Jaewoo Song
Jaewoo Song

Categories

  • Tech

The most commonly used loss functions in Machine Learning/Deep Learning are Mean Square Error and Cross Entropy loss.



Mean Square Error(MSE)

Literally, “Mean Square Error” which can be obtained by summing the squares of each error between the real label and the result the model predicted and dividing that sum by the size of entire data.

\[\frac{1}{n} \sum_{i=1}^{n}(\hat{y_{i}}-y_{i})^2\]


Here, $\hat{y_{i}}$ is the value predicted by the model and $y_{i}$ is real label.

Obviously, if the difference between the two values is large, then we can conclude that the model couldn’t determine the answer properly, which the error is comparatively large.

MSE is always bigger than or equal to 0.

Because the bigger the difference between the predicted value and actual value becomes, so does the result of the loss function, we can use it as a loss function.



Cross Entropy loss

Cross Entropy loss is represented with the natural log whose base is $e$.

It can be obtained by applying natural log to the predicted value, multiplying it with actual value, and finally multiplying $-1$.

This calculation is basically NLLloss (Negative Log Likelihood loss) and actually Cross Entropy loss is LogSoftmax + NLLloss.

\[-\sum_{i=1}^{n} y_{i} \log_e \hat{y_{i}}\]


So to use Cross Entropy, the data should be one-hot encoded and the output from the model should pass the softmax as an activation function before it is put into the function.

Of course, most deep learning libraries such as Tensorflow and Pytorch supports users to use this function without an additional one-hot encoding procedure since this is included in the function.


The calculation of Cross Entropy loss can be reduced as follows: as only the desired class index is $1$ and the others are $0$, other indexes become meaningless and the value of $y_{i} \log_e \hat{y_{i}}$ which is the spot of the desired class is added.


Anyway, this function is based on $y=-\log_e x$ so the shape of the graph is below.

A basic natural log graph for explaining Cross Entropy loss.


After the softmax, the values are regularized in range of $0$ to $1$ so the function is always positive.

And when the input becomes closer to $1$ then the function goes closer to $0$, and vice versa.

This means that if the prediction becomes closer to the real value, then the loss function becomes smaller and that means it can be used as a loss function.

But, if the input is substantially small, then the function goes to infinity.
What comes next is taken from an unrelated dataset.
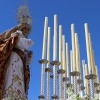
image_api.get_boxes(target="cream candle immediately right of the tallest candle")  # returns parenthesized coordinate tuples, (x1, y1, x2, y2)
(59, 25, 62, 69)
To prevent this, usually a small value $\delta$ is added to the input.



Which one is better?

As I found, Mean Square Error is more useful for Regression and Cross Entropy loss is better for Classification.


The reason why Cross Entropy is better for the classification task than MSE is MSE focuses on wrong classified samples more.

As we can see from the calculation, MSE adds the error if there is a difference between the prediction and the label.

On the other hand, Cross Entropy makes wrong samples $0$ and determines how certainly the correct samples are predicted, which can lead to more focus on the right predictions.

That is, MSE determines how the model can predict more samples right and modifies the model parameters according to that decision, but Cross Entropy loss looks how the model chooses the answer more confidently and focuses on modifying parameters onto that.


Then why are these features become the separation between regression and classification?

This is a simple linear regression task.

A graph of linear regression for explaining why Mean Square Error is good for regression task.


The regression is eventually a procedure to make a function which can represent the given samples as many as possible.

So it should be as close as it can be to overall data.

This can be obtained by considering the error between all labels and wrong predictions, so MSE is more acceptable in a regression task.


But in classification, it is important that how many samples I correctly predict.

Of course, reducing error is critical to classification, but for example what if the model predicted $2$ correct answers and $1$ wrong answer?

If we modify the parameters to make the model predict that one sample right, the confidence on correctly chosen samples can be degraded.

This is not what we want in classification.

Therefore, Cross Entropy loss is used, which gives more attention to the right prediction.


Besides, some opinions are saying that Cross Entropy is better because it reaches the convergence point faster than MSE.

But I think it depends more on how we set the hyperparameters, so in my opinion, this is not a standard for choosing a loss function.